他顿了顿,语气添了几分凝重,“更怪的是,浩宇他妈昨天去储藏室拿古董花瓶,打开门就看到个黑影贴在墙上,像张纸一样飘着,喊了一声就没影了。”
萧墨刚要开口,林浩宇突然凑过来,脸色发白:“墨哥,我也看到了!那天我起夜,在走廊尽头看到个穿黑衣服的人,没有脸,只有一团黑雾,吓得我连夜搬到爷爷房间睡。”
少年攥着衣角的手微微发抖,显然还没从恐惧中缓过劲。萧墨指尖凝起气劲,轻轻搭在林浩宇手腕上。暖流顺着经脉游走,少年紧绷的身体渐渐放松,眼底的惊惧也淡了几分。
“别怕,是煞气凝聚的幻象,跟南宫家祠堂里的类似。” 他收回手,目光转向林正明,“储藏室和后院兰花丛,带我去看看。”
林家后院的兰花圃一片狼藉。原本开得正盛的墨兰、蝴蝶兰全成了枯枝,叶片上的齿痕清晰可见,泥土里还残留着淡黑色的粘液,泛着与南宫家祠堂相似的腐霉味。

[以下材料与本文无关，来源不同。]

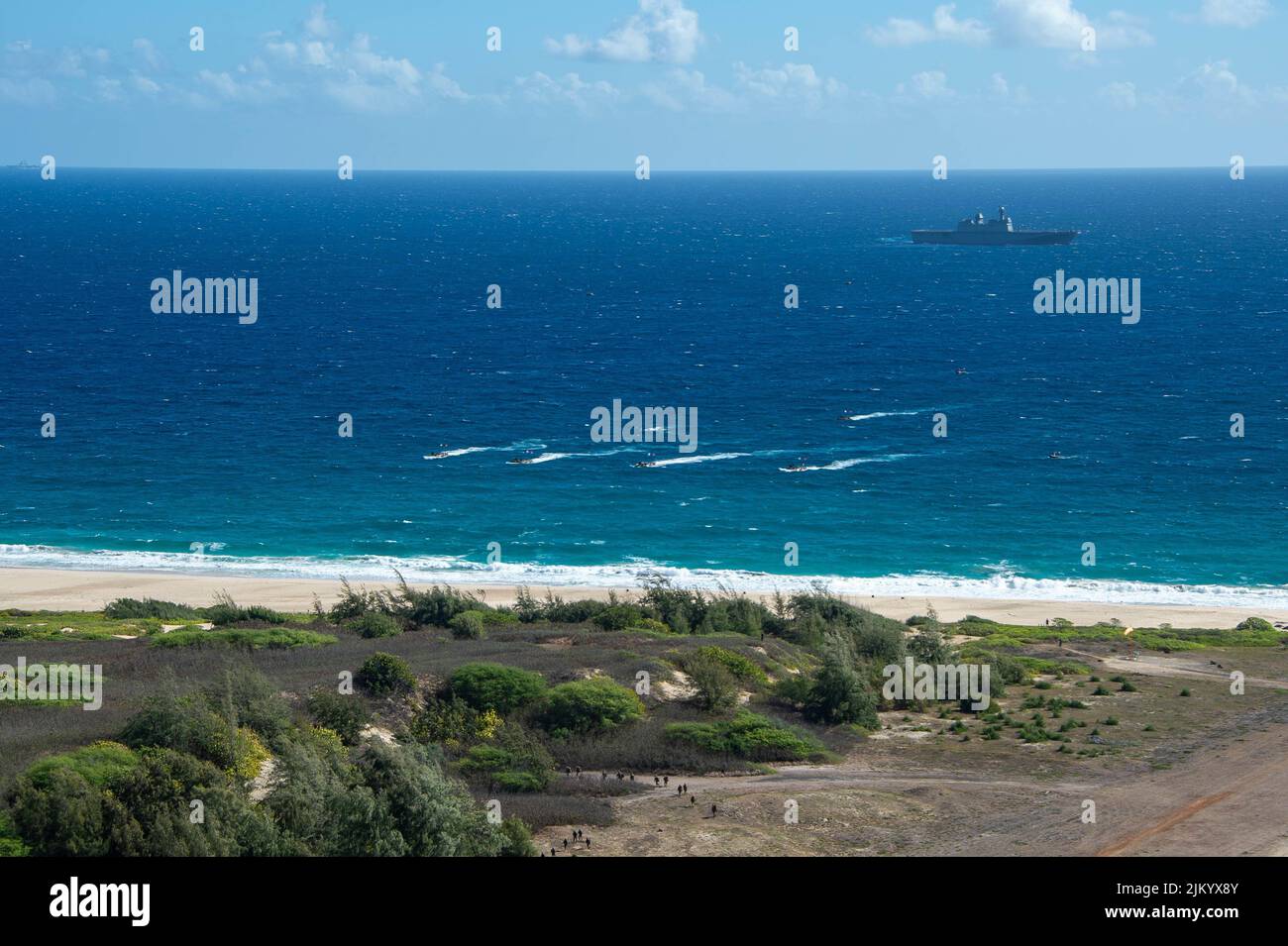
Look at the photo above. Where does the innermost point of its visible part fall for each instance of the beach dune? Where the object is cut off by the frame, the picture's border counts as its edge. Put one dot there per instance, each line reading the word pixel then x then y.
pixel 80 591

萧墨蹲下身,指尖蘸了点粘液轻嗅,眉头皱得更紧:“是‘腐蛊’的分泌物。这种蛊虫以植物精气为食,却会在体内凝结阴煞,接触到的花草都会枯败,长期吸入气味,人也会头晕乏力。”
林正明脸色骤变:“那我们家人……”“暂时没事。”
萧墨起身,气劲在掌心凝成淡金色的气旋,缓缓扫过兰花圃,“腐蛊的阴煞还没扩散到整个林家,我先尝试压制,说着萧墨微微抬起左手,手腕上只有他能看到的赏善罚恶令散发出金光,金光掠过之处,泥土里的黑粘液以肉眼可见的速度消退,枯枝边缘竟隐隐泛起了新绿。
储藏室在主宅西侧,门把手上还留着淡淡的黑痕。萧墨推开门时,一股寒意扑面而来,比室外低了足足五度。
架子上的古董花瓶、字画都蒙着层薄灰,唯独最里面的紫檀木柜敞开着,柜壁上贴着张泛黄的符纸,边角已被熏得焦黑,正是蛇蛊门常用的 “聚阴符”。